Help Explore the Deidentified Data Archive

NIST Explanatory Workshop

The CRC program solicits 4-page Research Reports (Tiny Papers) exploring our resources, for potential inclusion in an annual peer-reviewed NIST workshop summarizing the year's progress on the reliable, equitable deidentification problem.

  • Check out our 2023 Call for papers here.
  • Check out the previous NIST CRC Explanatory Workshop Proceedings here .
  • And check out the guidance below for ideas about tiny research reports and the power of exploratory, explanatory research.

Tiny Paper Guidance

Tiny Papers?: We're basing it off the ICLR tiny paper track – you can see some great examples there. We'd like you to describe your research concept/contribution as simply and clearly as you can, making it easy for reviewers and other readers to follow along. Incremental or initial results are just fine. We don't expect you to have everything solved, but we want to know what you've noticed about our data/algorithms and what you've figured out so far. Proofs, detailed experiment results, extended related works, and technical background can go in the appendix.

Contribution Type: We invite participation from all areas of expertise. Purely theoretical and purely empirical submissions are both welcome, as are any mix of the two.

Some Open Problems: What sorts of problems might you explore in your tiny research paper? There’s a lot of possibilities, but here are some potential things to start thinking about (check out our PPAI kick-off slide deck for more context):

  • Through the looking glass: Why (and how, and when) do data-modeling techniques magnify some parts of the population and shrink others? What’s happening when GANs introduce artifacts or when marginal methods reduce diversity?

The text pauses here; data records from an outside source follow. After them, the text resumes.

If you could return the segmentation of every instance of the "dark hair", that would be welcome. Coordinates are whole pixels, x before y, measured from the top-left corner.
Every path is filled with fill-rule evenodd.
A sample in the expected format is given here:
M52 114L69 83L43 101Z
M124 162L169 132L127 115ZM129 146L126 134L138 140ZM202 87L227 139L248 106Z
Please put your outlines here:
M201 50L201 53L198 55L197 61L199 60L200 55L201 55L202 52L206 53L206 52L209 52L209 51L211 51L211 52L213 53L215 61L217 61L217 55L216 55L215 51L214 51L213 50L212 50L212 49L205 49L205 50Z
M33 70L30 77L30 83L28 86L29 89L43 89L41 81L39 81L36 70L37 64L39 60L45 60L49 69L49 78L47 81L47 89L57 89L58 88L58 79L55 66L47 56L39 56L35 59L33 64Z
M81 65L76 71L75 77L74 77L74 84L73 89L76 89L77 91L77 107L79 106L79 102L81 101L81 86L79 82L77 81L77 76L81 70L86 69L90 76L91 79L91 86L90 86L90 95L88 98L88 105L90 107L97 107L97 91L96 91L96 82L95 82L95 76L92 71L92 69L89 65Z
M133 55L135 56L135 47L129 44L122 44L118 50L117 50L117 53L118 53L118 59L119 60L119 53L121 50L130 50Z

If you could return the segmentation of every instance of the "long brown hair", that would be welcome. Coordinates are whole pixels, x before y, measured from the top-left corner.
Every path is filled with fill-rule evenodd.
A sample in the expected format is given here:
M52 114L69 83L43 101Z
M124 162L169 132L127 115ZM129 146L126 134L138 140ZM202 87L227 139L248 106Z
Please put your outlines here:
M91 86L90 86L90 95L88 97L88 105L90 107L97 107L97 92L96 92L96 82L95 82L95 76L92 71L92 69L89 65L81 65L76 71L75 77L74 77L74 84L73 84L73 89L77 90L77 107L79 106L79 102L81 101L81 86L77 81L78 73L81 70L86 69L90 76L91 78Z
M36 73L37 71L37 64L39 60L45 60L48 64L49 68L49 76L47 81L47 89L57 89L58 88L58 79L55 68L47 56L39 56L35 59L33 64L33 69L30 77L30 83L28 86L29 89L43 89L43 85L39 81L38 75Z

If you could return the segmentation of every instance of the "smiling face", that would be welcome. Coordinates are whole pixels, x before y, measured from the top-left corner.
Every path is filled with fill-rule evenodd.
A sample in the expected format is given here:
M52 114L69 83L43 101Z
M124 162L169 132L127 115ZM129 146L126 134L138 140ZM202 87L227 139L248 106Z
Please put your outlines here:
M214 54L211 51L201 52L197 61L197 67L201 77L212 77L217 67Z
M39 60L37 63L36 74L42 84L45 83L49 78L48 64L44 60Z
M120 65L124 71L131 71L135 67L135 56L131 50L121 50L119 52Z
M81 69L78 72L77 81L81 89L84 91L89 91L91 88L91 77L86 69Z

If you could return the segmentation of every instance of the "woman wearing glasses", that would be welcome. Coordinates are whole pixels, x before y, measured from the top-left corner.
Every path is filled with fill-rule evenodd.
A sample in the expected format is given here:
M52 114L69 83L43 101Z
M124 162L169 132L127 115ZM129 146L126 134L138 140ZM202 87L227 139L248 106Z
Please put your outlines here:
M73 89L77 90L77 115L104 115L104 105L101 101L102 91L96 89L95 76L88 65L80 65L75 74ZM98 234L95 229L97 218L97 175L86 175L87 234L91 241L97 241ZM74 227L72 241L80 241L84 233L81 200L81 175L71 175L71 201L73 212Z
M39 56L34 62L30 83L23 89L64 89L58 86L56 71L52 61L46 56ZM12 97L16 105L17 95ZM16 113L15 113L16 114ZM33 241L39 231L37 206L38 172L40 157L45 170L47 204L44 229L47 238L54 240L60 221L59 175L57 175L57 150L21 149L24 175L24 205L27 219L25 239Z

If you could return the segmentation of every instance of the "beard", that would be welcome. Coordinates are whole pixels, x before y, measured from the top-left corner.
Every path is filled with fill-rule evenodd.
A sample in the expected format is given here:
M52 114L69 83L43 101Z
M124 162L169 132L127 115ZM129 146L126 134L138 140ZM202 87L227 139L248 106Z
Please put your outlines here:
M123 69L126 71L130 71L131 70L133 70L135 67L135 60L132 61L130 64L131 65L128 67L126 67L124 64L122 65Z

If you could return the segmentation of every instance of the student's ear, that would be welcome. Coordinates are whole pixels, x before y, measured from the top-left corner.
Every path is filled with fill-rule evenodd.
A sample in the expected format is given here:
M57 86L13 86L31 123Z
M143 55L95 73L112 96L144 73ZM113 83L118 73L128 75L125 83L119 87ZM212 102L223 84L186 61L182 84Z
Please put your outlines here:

  • Equity and bias: What happens when a minority demographic has a different pattern of feature correlations than the majority (see regression metric)? Which methods are more or less expressive for retaining these differences and why?

  • Consistency: Not only why do some methods automatically avoid record inconsistencies and others don’t – Why do different methods do better on different feature categories? How does epsilon impact this? How can we improve results?

  • Granularity: What happens when a feature definition gives fine-grained information on a particular demographic group, causing only that group to be more sparsely spread out across the data space? (Consider RAC1P and AIANHN, or DVET and military veterans). Which privacy approaches handle this more or less gracefully? How can we improve?

  • More exciting feature sets: How do these results change when you’re running on 15 features instead of 10? Or all 24? What if you consider weights or household joins?

  • Verification: How can you verify that the “Publicly Verified Differential Privacy” submissions are in fact differentially private? Try out your preferred verification approach on these real solutions submitted by the community.